Unfortunately, I find myself now in Swift version limbo, not able to commit to Swift 3.0 because of some necessary dependencies not being up to snuff yet, but fearful that the code I’m writing for Swift 2.3 will soon be obsolete. XCode 8 certainly seems to be disappointed in me for continuing to use Swift 2.3, and when it soon forces me into Swift 3.0 (I know it will), I don’t look forward to porting to Swift 3.0 (as I’ve had to do from Swift 1.2, Swift 2, etc).

This has resulted in an inability for me to advocate for slowly migrating existing Objective-C apps and libraries to Swift, because it’s such a moving target. What a disappointment.

I realize these are the normal growing pains of a new technology, it’s just that the timing is particularly bad, considering the disappointing iPhone, iOS (oh yeah, I didn’t even talk about iOS and how I can’t even figure out a natural way to interact with my phone from the lock screen anymore on iOS 10), and Mac releases.

Here’s the thing: I could probably get by with my current MacBook Air for a while longer, but I believe my productivity would truly benefit from a bump up in speed, storage capacity, and even a larger screen (I’d go to the 15" Pro).
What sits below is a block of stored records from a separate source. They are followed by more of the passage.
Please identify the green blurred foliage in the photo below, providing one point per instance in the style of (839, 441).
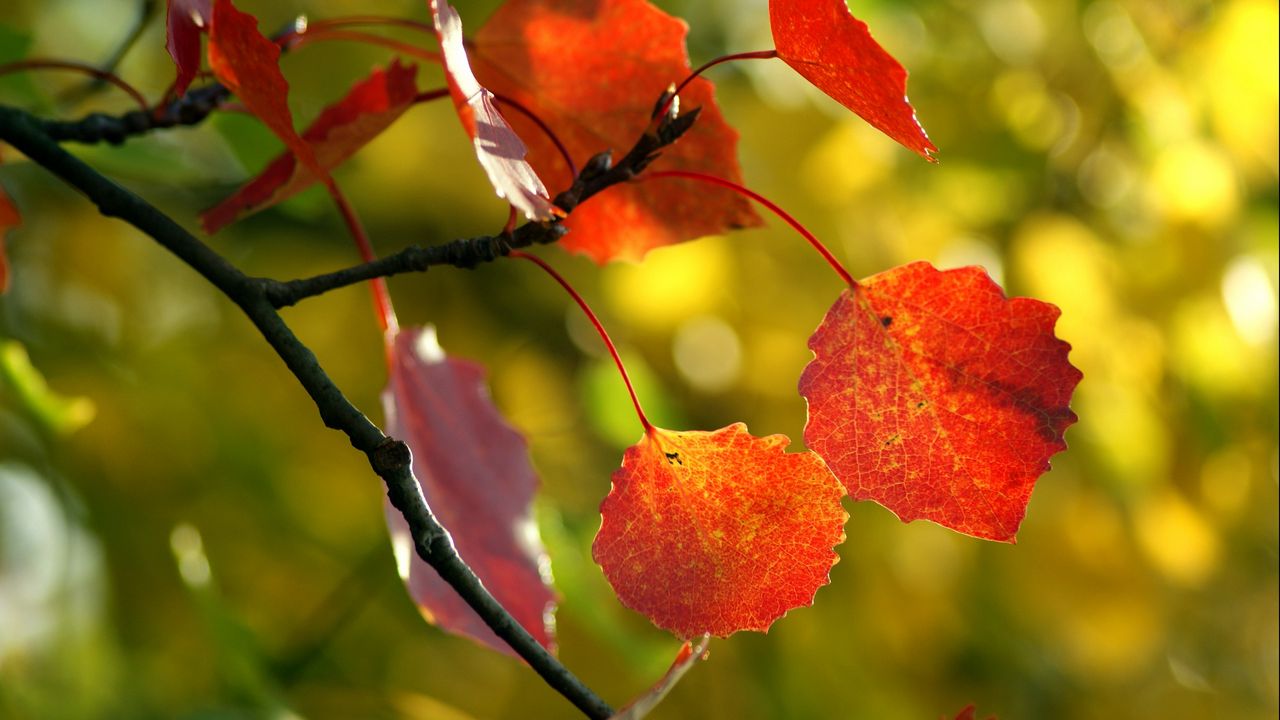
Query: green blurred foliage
(205, 548)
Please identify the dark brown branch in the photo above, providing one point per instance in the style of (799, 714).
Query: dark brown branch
(391, 459)
(597, 176)
(190, 109)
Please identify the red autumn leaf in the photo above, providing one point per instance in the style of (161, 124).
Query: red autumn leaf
(499, 149)
(186, 19)
(685, 660)
(592, 69)
(476, 477)
(248, 64)
(718, 532)
(336, 135)
(969, 712)
(9, 219)
(833, 50)
(936, 396)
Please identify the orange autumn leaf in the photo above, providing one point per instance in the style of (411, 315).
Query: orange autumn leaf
(336, 135)
(592, 69)
(718, 532)
(248, 64)
(498, 147)
(940, 399)
(833, 50)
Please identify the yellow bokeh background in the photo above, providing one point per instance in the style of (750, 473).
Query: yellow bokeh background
(181, 537)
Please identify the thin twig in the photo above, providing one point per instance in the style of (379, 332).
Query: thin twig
(389, 458)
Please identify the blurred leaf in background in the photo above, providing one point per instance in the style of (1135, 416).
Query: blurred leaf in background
(204, 547)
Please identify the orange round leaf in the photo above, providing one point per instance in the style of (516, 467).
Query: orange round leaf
(717, 532)
(936, 396)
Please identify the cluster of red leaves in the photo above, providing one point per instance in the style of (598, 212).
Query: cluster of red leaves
(9, 219)
(929, 392)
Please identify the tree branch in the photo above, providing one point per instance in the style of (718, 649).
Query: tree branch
(389, 458)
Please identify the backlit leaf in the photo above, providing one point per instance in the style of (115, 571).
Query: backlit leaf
(184, 21)
(712, 533)
(248, 64)
(336, 135)
(936, 396)
(833, 50)
(685, 660)
(9, 219)
(592, 69)
(498, 147)
(476, 477)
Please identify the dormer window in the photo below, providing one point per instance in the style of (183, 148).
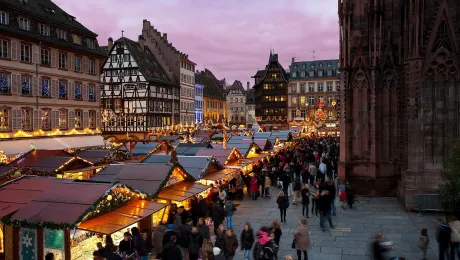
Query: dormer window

However, the only way I can justify that expense is operate under the assumption that I will continue developing in large part within the Apple eco-system.

It occurs to me that the rapid proliferation of new, seemingly one-off technologies is starting to feel like the fragmented Android eco-system. As Apple eco-system developers, we’ve relatively recently been offered APIs to build for: Apple Watch, Force Touch, Apple TV, Siri, iMessage, and now Touch Bar. Sure, there’s a range of platforms in there, but the point is that it’s starting to get a little overwhelming, and also there doesn’t seem to be that feel of overall coherence and unification in place. I’m being asked to pick a horse, even though I thought I already did by picking Apple.
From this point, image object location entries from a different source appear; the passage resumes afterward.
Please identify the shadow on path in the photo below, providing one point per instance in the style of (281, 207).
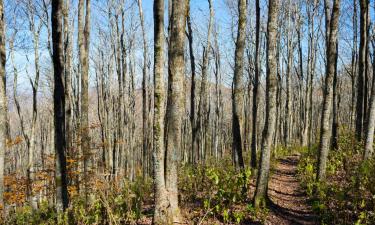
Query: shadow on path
(287, 201)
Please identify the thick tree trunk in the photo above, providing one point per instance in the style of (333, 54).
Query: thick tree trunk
(62, 200)
(238, 85)
(325, 126)
(174, 110)
(269, 127)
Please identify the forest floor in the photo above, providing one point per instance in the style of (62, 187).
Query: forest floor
(288, 203)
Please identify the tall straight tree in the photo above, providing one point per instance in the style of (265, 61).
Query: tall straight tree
(255, 89)
(166, 203)
(161, 202)
(271, 86)
(325, 126)
(370, 125)
(192, 89)
(62, 200)
(144, 92)
(361, 69)
(3, 103)
(84, 43)
(238, 85)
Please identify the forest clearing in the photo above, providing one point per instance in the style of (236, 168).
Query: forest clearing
(201, 112)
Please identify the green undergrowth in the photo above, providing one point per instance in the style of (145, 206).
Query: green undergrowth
(220, 191)
(348, 194)
(112, 206)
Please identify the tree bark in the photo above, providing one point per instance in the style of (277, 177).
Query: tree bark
(238, 85)
(255, 89)
(3, 105)
(271, 86)
(325, 126)
(84, 43)
(62, 199)
(361, 69)
(369, 138)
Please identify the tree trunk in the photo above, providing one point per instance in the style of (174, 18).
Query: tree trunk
(361, 69)
(255, 89)
(161, 203)
(271, 85)
(3, 105)
(192, 89)
(84, 43)
(144, 93)
(62, 200)
(371, 117)
(325, 126)
(238, 85)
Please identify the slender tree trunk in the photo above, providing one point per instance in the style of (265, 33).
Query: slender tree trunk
(192, 89)
(288, 104)
(59, 107)
(84, 43)
(144, 92)
(3, 105)
(335, 111)
(238, 86)
(161, 202)
(361, 69)
(255, 89)
(269, 127)
(325, 129)
(354, 64)
(174, 105)
(369, 149)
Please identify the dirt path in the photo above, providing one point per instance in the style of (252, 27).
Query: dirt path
(288, 201)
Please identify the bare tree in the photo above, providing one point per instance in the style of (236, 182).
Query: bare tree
(269, 127)
(256, 88)
(144, 91)
(369, 135)
(361, 69)
(238, 85)
(3, 103)
(161, 202)
(325, 129)
(59, 106)
(84, 43)
(174, 106)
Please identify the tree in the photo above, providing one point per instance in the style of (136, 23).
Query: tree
(159, 155)
(145, 145)
(3, 103)
(361, 69)
(238, 85)
(165, 164)
(84, 44)
(369, 135)
(325, 127)
(59, 107)
(256, 88)
(269, 126)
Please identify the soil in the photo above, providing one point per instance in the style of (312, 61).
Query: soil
(288, 202)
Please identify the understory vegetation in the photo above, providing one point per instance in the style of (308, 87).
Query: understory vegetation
(209, 193)
(347, 196)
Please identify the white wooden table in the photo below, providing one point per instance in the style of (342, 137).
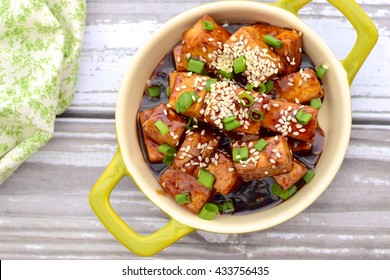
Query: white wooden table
(44, 208)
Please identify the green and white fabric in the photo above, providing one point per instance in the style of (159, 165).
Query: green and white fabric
(40, 43)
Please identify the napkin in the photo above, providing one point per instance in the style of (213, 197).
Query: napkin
(40, 44)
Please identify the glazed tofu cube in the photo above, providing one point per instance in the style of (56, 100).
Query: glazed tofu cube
(226, 177)
(291, 51)
(175, 124)
(178, 57)
(223, 102)
(262, 63)
(197, 146)
(281, 118)
(200, 44)
(287, 180)
(299, 87)
(151, 147)
(188, 82)
(176, 182)
(274, 159)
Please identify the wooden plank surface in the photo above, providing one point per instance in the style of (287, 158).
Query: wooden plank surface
(44, 208)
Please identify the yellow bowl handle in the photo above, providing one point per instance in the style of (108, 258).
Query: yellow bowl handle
(367, 34)
(99, 199)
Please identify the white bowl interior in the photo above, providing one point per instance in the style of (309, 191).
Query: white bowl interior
(334, 117)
If I’m not alone, and other customers and developers feel similar frustrations, then we can expect a downturn in usage across the range of Apple products. Let’s not get apocalyptic here — Apple still has and will continue to have major market share for years to come.
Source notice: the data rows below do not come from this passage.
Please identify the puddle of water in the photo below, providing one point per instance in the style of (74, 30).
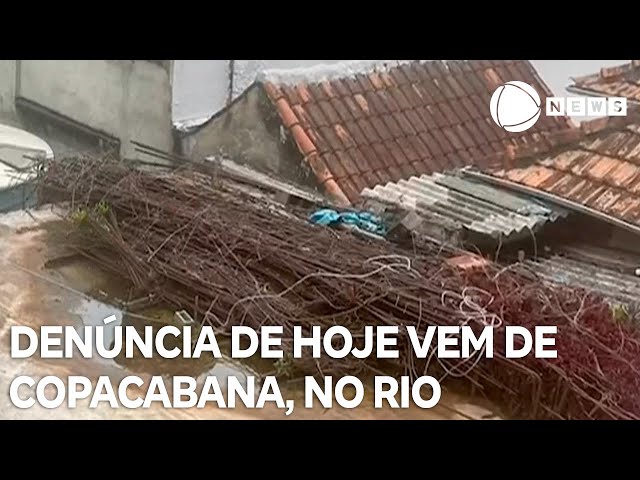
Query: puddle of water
(92, 312)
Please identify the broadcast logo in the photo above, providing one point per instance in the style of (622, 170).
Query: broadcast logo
(516, 106)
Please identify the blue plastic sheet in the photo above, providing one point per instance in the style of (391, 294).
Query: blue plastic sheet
(363, 220)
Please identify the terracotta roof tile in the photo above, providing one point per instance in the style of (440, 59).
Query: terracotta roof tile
(622, 80)
(412, 118)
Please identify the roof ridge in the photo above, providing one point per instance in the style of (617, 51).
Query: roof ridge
(323, 72)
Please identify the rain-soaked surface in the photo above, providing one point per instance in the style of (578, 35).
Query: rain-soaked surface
(37, 288)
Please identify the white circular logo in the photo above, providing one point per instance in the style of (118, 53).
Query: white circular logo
(515, 106)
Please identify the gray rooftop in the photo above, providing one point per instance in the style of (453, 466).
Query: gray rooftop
(460, 202)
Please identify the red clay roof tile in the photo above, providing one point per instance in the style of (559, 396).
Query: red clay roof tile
(621, 80)
(411, 118)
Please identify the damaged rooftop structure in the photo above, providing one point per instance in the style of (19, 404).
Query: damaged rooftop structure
(482, 225)
(409, 135)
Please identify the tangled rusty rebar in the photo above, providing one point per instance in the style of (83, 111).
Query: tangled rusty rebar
(197, 243)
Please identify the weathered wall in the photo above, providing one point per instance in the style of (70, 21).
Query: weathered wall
(201, 87)
(249, 132)
(128, 99)
(624, 240)
(7, 85)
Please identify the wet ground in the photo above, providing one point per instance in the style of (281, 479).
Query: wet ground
(41, 284)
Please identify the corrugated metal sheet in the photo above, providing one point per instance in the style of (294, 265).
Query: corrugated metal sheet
(465, 203)
(600, 174)
(361, 127)
(608, 282)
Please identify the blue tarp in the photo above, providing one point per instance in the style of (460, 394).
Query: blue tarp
(363, 220)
BUT, if I want to continue to invest in my own ability to develop for and contribute to best-of-breed platforms and devices, I start to wonder if that’s going to be Apple in the just-beyond-near-term. And if not, what should I look to? Android, with Google’s latest Pixel getting rave reviews? Microsoft, with it’s Surface Studio stealing Apple’s wow-factor a day before Apple’s disappointing MacBook Pro event? Hell, maybe some PE firm can even get Blackberry back on the rails. Who knows?

My point is, the recent events have begun to sow seeds of doubt in my mind, and I don’t believe I’m alone. That being the case, do I really want to drop $4k+ (I’ve learned that if I cut costs on a lappy I always regret it about a year later) on a new MacBook Pro? More importantly, do I want to continue to invest time and effort developing for platforms and an eco-system that appears to have lost its way? I’ll probably stick around this party for now, but I’m not sure for how much longer.

Hey React Native, how’s life over there?